In staging the Griffin Theatre Company’s production, Soft Targets, Troupe spent time gathering material, calling public forums and adapting the play to the accelerating state of the AIDS debate . But it still looks as though events have overtaken the play itself such that its message is significantly marginalised. As the national AIDS agencies slug it out as to whether public information should be broadly based grim reaper, everybody’s-gonna-get -it campaigns, or concentrate on apparently high risk groups such as gays and needle-users , Soft Targets focuses almost exclusively on the sub-culture which produced the play – the Sydney gay scene.

This is entirely legitimate, and the play gives vivid vignettes of the personal experiences of victims, lovers, relatives and health workers. But our cubits of knowledge have not really been increased. There is no mention, for instance, of AIDS rampaging through the Third World or all those theories that it is the result of runaway germ warfare experiments by you-know-who.

Instead we meet in the Cafe Guignol with the players dressed in polymorphous satin undies, fetishistic leather and Red Cross armbands as the show cuts backwards and forwards from personal witness, AIDS hotlines, cameos of death and dying and Brechtian cabaret routines which fail to raise our spirits from the fundamentally distressing nature of the material.

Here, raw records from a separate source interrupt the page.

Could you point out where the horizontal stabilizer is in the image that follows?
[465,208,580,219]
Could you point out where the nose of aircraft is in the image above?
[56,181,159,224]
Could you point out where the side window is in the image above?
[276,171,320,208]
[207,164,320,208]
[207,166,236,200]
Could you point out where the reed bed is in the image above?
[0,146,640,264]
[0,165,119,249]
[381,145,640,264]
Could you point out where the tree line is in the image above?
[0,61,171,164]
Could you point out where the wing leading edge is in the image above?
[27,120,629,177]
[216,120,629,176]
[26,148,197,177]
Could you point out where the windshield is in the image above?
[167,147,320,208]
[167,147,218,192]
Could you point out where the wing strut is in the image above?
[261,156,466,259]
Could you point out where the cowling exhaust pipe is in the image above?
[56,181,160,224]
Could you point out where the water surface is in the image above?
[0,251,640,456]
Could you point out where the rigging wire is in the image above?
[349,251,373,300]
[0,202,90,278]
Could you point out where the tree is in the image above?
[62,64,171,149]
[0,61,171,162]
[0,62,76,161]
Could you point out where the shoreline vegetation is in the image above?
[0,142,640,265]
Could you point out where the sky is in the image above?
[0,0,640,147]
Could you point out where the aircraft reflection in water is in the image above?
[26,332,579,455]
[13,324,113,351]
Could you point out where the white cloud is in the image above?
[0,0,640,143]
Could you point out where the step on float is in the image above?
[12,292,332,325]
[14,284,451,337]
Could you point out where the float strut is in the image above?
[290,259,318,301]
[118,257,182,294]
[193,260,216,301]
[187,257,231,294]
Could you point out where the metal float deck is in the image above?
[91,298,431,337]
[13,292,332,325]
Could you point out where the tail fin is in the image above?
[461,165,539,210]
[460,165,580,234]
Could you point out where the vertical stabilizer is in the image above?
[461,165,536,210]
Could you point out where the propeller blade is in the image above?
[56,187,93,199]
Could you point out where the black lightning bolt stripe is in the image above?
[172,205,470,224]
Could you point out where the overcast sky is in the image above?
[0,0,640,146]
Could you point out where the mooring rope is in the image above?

There are many convincing moments, though. For instance, Jenny Castles as Thelma from Cootamundra, poleaxed by news of her son’s sexuality, his impending demise and the devotion of his lover Vincent. And Michael Fuller, neatly laconic as Denny, AIDS victim facing the fact that he is an outcast, the living dead. But the show fails to galvanise its subject matter and the best efforts of the actors cannot compensate this.

Soft Targets is a project well worth Troupe’s talents, if only that theatre generally has already lost many talented souls to this pernicious disease. But the media has not, as the programme notes assert, sensationalised and misled (although that, of course, has happened). It has overwhelmed us with the spectre of a plague within our own privileged society that has shaken us to our metaphysical boots. Soft Targets cannot compete with this general dread. It may well unwittingly persuade those who are not gay or users that they can walk safely along the other side of the road.

For these reasons, the show needs a major overhaul. Never mind the ‘ello ‘ello jokes and hyperactive panegyrics to group sex, safe or otherwise. Concentrate on the human voices that speak so resonantly, and then Soft Targets will really bowl us over.

CentreStage Australia, July, 1987, pp.16-17.